KUALA LUMPUR, May 21 — Malaysia Airline System Bhd’s (MAS) chronic financial problems are the result of flawed implementation of the Malaysia Incorporated policy in the 1980s, according to observers.
DAP’s Kluang MP Liew Chin Tong said MAS — and by extension taxpayers — have suffered from what he described as former Prime Minister Tun Dr Mahathir Mohamed’s misguided attempts at privatising public enterprises, costing the country billions of ringgit in the process.
Liew said the airline’s decline began when Dr Mahathir brokered a privatisation deal that saw Tan Sri Tajuddin Ramli take out a RM1.79 billion loan in 1994 to buy a 32 per cent majority stake in MAS.
“In a big way, this was one of the key components along with the ‘Look East’ policy, Perwaja Steel, Proton and Plus Highway that made Malaysia Inc, and now all the problems are coming home to roost after 20 years,” the former Penang Institute chief told the Malay Mail Online when contacted.
Malaysia Inc, introduced by Dr Mahathir in 1983, hinged on privatisation in the government’s bid to cut bureaucracy and form closer working relationships between the public and private sectors.

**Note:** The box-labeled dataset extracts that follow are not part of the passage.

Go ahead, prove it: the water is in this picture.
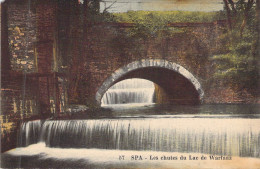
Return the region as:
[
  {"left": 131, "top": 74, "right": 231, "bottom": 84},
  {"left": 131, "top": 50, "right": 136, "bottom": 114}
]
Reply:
[
  {"left": 101, "top": 78, "right": 154, "bottom": 106},
  {"left": 2, "top": 105, "right": 260, "bottom": 168}
]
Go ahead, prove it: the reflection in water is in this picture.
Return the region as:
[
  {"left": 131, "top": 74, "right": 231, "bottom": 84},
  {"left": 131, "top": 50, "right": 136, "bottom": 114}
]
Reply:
[{"left": 101, "top": 79, "right": 154, "bottom": 106}]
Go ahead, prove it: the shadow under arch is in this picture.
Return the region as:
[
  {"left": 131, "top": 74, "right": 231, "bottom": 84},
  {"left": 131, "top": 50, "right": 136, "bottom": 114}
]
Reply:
[{"left": 96, "top": 59, "right": 204, "bottom": 105}]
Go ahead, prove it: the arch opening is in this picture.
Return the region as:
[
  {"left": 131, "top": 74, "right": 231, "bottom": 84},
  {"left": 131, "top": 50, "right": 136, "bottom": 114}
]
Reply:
[{"left": 96, "top": 59, "right": 204, "bottom": 105}]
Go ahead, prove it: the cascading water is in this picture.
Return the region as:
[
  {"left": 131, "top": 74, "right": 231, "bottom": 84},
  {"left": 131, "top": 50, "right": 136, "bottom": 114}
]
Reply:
[
  {"left": 18, "top": 116, "right": 260, "bottom": 158},
  {"left": 101, "top": 79, "right": 154, "bottom": 105}
]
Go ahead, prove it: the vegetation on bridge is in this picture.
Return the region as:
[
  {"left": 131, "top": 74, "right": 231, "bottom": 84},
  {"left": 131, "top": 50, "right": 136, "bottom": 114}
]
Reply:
[{"left": 213, "top": 0, "right": 259, "bottom": 95}]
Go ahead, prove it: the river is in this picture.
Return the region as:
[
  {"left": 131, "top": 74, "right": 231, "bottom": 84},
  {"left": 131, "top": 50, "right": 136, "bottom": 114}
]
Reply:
[{"left": 1, "top": 79, "right": 260, "bottom": 169}]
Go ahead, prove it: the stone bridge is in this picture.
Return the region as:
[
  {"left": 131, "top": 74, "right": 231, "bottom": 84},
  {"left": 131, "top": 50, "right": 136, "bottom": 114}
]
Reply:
[{"left": 1, "top": 0, "right": 245, "bottom": 117}]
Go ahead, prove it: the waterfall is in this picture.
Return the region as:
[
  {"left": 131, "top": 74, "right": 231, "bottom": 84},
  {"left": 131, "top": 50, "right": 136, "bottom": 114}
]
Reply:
[
  {"left": 19, "top": 120, "right": 43, "bottom": 146},
  {"left": 21, "top": 116, "right": 260, "bottom": 157},
  {"left": 101, "top": 79, "right": 154, "bottom": 105}
]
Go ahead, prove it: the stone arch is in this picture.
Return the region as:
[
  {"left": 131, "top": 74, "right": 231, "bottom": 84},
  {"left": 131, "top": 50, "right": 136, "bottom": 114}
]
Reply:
[{"left": 96, "top": 59, "right": 204, "bottom": 105}]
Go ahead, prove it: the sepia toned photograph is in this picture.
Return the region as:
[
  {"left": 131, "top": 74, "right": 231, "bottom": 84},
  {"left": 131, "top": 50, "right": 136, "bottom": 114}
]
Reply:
[{"left": 0, "top": 0, "right": 260, "bottom": 169}]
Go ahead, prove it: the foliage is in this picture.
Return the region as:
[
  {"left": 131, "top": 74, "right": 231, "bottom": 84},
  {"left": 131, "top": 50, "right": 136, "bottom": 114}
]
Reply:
[
  {"left": 213, "top": 0, "right": 259, "bottom": 94},
  {"left": 109, "top": 11, "right": 221, "bottom": 39}
]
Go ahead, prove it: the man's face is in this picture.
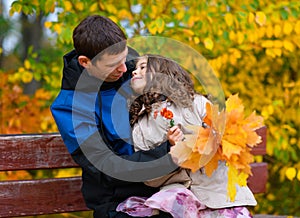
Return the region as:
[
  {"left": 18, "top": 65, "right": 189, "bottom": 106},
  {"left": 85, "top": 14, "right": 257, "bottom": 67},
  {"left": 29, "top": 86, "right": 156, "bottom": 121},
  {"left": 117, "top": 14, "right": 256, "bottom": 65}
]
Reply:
[{"left": 86, "top": 47, "right": 128, "bottom": 82}]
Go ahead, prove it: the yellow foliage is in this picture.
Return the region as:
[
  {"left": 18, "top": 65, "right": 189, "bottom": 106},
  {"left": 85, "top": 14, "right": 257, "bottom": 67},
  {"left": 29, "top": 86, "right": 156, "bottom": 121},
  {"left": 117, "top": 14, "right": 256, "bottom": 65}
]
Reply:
[
  {"left": 225, "top": 13, "right": 234, "bottom": 27},
  {"left": 44, "top": 21, "right": 52, "bottom": 29},
  {"left": 283, "top": 22, "right": 293, "bottom": 35},
  {"left": 203, "top": 38, "right": 214, "bottom": 50},
  {"left": 171, "top": 94, "right": 264, "bottom": 200},
  {"left": 53, "top": 23, "right": 62, "bottom": 34},
  {"left": 285, "top": 167, "right": 297, "bottom": 181},
  {"left": 255, "top": 11, "right": 267, "bottom": 26},
  {"left": 75, "top": 1, "right": 84, "bottom": 11},
  {"left": 21, "top": 71, "right": 33, "bottom": 83},
  {"left": 63, "top": 1, "right": 73, "bottom": 11}
]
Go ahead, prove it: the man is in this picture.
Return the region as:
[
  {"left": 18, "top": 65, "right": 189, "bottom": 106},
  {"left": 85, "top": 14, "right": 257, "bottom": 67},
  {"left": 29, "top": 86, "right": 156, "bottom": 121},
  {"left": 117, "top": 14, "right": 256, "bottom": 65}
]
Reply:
[{"left": 51, "top": 15, "right": 176, "bottom": 218}]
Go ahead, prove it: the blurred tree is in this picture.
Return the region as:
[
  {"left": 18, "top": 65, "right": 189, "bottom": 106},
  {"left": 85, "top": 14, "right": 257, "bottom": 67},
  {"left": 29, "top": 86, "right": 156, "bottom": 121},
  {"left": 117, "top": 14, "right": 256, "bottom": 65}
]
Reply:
[{"left": 0, "top": 0, "right": 300, "bottom": 216}]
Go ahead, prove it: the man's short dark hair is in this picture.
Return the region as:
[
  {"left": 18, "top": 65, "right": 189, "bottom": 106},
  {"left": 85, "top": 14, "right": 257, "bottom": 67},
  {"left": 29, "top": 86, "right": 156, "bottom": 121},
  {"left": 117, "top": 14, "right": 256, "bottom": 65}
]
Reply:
[{"left": 73, "top": 15, "right": 127, "bottom": 59}]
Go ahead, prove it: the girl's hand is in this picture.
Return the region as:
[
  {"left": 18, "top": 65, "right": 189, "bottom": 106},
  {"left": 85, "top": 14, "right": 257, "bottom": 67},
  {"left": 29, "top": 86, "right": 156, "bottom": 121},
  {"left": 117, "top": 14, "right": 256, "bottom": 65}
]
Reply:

Tajudin, a former MAS executive chairman, was badly affected by the 1997 Asian Financial Crisis and ended up selling his stake in the ailing airline to the government for RM1.79 billion — or RM8 a share — the same he paid in 2001; the company’s closing share price at the time was RM3.68.
But the flag carrier’s problems did not end there. In the years since, MAS has undergone three business turnarounds at an estimated cost of nearly RM20 billion to the government.
The results? A share price that fell to 15 sen on Monday, the lowest since the 1997-98 crisis, on the back of a Wall Street Journal report that portrayed Prime Minister Datuk Seri Najib Razak as saying it may be too late to rescue the airline from bankruptcy.
“I think Khazanah cannot run from its responsibilities. All this concern about quarterly reports and the politicisation of MAS’s quarterly reports... the whole company is more interested in creative accounting instead of the overall health of the company,” Liew said.
Still, MAS’s dire performance under Khazanah is not an isolated case, as one aviation analyst points out.
Mohsin Aziz, who is attached with the Maybank Investment Bank, said that postal services firm POS Malaysia and national carmaker Proton, both former Khazanah wards, only improved on their performance after both were sold to DRB-Hicom.
“What Khazanah did in the past has not worked, so this time around they have to try to solve the problem in a different way. Whether you want to say it’s a failure or it didn’t work, either way it’s not too far from each other,” he said when contacted.
Mohsin and Barisan Nasional’s Pulai MP Datuk Nur Jazlan Mohamed both proposed that the government seriously consider offloading its stake in MAS and finding a capable private investor to take over the airline’s operations.
Nur Jazlan, who also chairs the parliamentary Public Accounts Committee (PAC), stressed that while bankruptcy is not a final solution to MAS’s problems, it could be a starting point to prime the company for a takeover while at the same time protect public monies from potential bailouts in future.
“Even if it’s by a foreign investor, it is okay. If the government runs out of options, then do that and push aside national pride in order to make MAS a commercial entity so that we minimise the use of taxpayers’ funds,” he said.
Liew argued, however, that selling off MAS would be an abdication of responsibility, especially after the billions in public funds spent over decades to keep the airline afloat.
He proposed that the PAC start a bipartisan committee to pore over MAS’s accounts from the past 20 years and ascertain how best to address the company’s issues.
“A more appropriate short-term measure is to open MAS’s books and allow for a very open inquiry into what went wrong and where all the public funds had been sunk into and, from there, find a way out,” Liew said.
Last week, MAS said the disappearance of Beijing-bound flight MH370 on March 8 with 239 people on board placed added stress on its operations, forcing it to re-examine more urgently its business plan after reporting its biggest quarterly loss since 2011, said a report by business wire Bloomberg.
It posted a net loss of RM443.4 million in the three months ended March 31, compared with RM278.8 million a year earlier, as recovery work continues with no trace of the ill-fated aircraft after nearly three months of searching.
MAS has been struggling with increased competition and higher costs from legacy issues even before the disappearance of the jet as rivals such as AirAsia Bhd flooded the region with planes and drove down fares.
The Subang-based company has lost a total of RM4.57 billion since the start of 2011.
The company missed its target to be profitable last year as rising prices for items including fuel, maintenance and financing wiped out revenue gains, and pointed to an unfavourable foreign exchange rate environment as an additional challenge this year.